Pour les soins de santé comme dans la vie, trop, c’est comme pas assez. La médecine occidentale a fait des bonds de géant au cours du dernier siècle, surtout après la Deuxième Guerre mondiale. C’est en partie la technologie médicale qui a permis que l’espérance de vie d’un homme au Canada passe de 59 à 80 ans entre 1920 et 2015.

Cependant, nous sommes maintenant confrontés à une nouvelle épidémie. En effet, nous observons plusieurs problèmes de santé causés par l’excès de médicaments et d’examens médicaux. C’est pourquoi l’Association médicale canadienne a lancé la campagne de santé publique Choisir avec soin, afin de sensibiliser les patients aux risques de surutiliser les examens radiologiques et les traitements disponibles1.

Prenons l’exemple du traitement de l’agitation par des sédatifs chez la personne atteinte de la maladie d’Alzheimer. De tels médicaments sont souvent prescrits afin de calmer un patient agité qui pourrait se blesser en chutant, ou lorsque celui-ci est agressif envers un aidant naturel ou un soignant. Malheureusement, ces médicaments sont parfois utilisés de façon trop prolongée, pendant plusieurs mois, voire plusieurs années. Cette utilisation trop longue cause souvent des effets secondaires comme de la somnolence et des problèmes de cœur. Un autre exemple est la surutilisation des antibiotiques dans les cas de bronchite. L’utilisation d’antibiotiques peut entraîner des allergies, en plus de causer des problèmes intestinaux et de potentiellement diminuer l’efficacité de l’antibiotique lui-même les prochaines fois lorsque celui-ci sera réellement nécessaire.

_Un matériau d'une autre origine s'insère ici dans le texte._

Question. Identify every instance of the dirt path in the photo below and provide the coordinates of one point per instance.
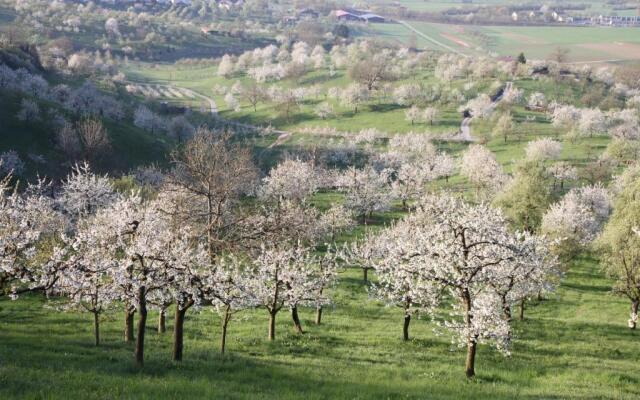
(465, 126)
(432, 40)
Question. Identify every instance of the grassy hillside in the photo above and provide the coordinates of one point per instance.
(131, 145)
(573, 345)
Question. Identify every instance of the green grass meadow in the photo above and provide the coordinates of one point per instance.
(572, 345)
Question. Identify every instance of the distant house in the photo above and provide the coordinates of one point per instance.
(229, 4)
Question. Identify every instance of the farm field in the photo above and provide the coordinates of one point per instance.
(594, 6)
(573, 345)
(586, 44)
(423, 203)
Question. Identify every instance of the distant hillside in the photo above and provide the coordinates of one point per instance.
(34, 139)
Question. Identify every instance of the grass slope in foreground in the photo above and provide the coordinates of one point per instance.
(572, 346)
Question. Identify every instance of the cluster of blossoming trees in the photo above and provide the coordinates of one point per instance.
(192, 241)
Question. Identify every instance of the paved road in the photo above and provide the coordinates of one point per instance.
(432, 40)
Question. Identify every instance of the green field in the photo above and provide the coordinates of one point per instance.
(574, 345)
(585, 43)
(594, 6)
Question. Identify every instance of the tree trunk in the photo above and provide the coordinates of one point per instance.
(296, 320)
(225, 323)
(405, 328)
(470, 370)
(162, 327)
(470, 363)
(272, 325)
(142, 325)
(634, 312)
(178, 333)
(128, 325)
(96, 327)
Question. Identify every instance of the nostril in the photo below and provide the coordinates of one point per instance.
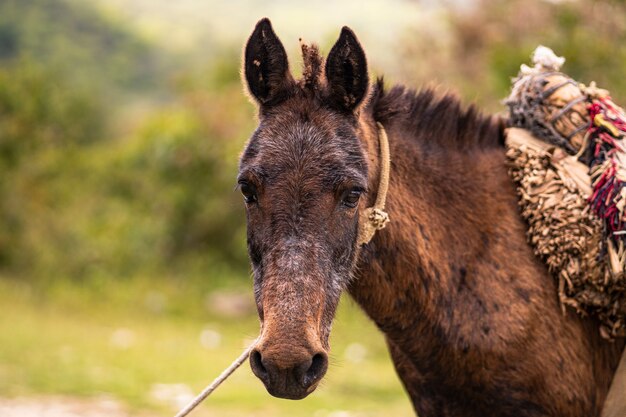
(316, 371)
(256, 362)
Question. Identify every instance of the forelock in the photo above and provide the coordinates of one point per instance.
(313, 63)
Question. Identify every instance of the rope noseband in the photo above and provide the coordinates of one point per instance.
(375, 218)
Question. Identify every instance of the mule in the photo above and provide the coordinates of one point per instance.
(470, 316)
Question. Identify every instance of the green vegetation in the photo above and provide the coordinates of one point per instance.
(140, 341)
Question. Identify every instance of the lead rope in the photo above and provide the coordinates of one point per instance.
(217, 381)
(371, 219)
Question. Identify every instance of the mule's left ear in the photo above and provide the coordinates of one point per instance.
(346, 72)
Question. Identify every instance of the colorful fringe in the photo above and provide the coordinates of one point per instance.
(608, 176)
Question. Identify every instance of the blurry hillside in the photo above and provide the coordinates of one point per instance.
(123, 271)
(121, 121)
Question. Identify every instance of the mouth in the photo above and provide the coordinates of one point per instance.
(289, 380)
(290, 393)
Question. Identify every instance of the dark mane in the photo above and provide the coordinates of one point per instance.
(436, 119)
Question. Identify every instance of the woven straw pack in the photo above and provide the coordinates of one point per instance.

C’est pour cela qu’il est important que vous analysiez votre liste de médicaments de façon régulière avec votre médecin de famille et votre pharmacien. Réévaluer sa médication permet d’arrêter des médicaments qui ne sont plus nécessaires pour votre bien-être et d’éviter leurs effets secondaires indésirables.

D’un point de vue économique, un des avantages non négligeables d’être minutieux au sujet des traitements médicaux est de diminuer vos dépenses de santé ainsi que celles de l’État. En évitant de gaspiller de l’argent dans des traitements inutiles ou potentiellement dangereux, nous augmentons notre capacité de dépenser collectivement pour des soins réellement bénéfiques (par exemple, engager du personnel infirmier dans nos CHSLD). Des experts estiment que près de 30 % des dépenses de santé au Canada sont inutiles2.

Chaque test et médicament amène des avantages, mais également des risques. C’est l’équilibre entre les bénéfices et les risques qui doit être l’objectif. La complexité de bien traiter nos patients, comme professionnels de la santé, est certes de faire un bon diagnostic, mais surtout d’adapter nos traitements à l’individu qui est devant nous. Docteur « Google » et l’internet demeurent pour l’instant incapables d’établir la relation de confiance patient-médecin/pharmacien nécessaire pour prendre une décision individualisée sur les désirs et la situation propres au patient. Chaque personne est unique, ce qui rend chaque problème de santé tout aussi unique.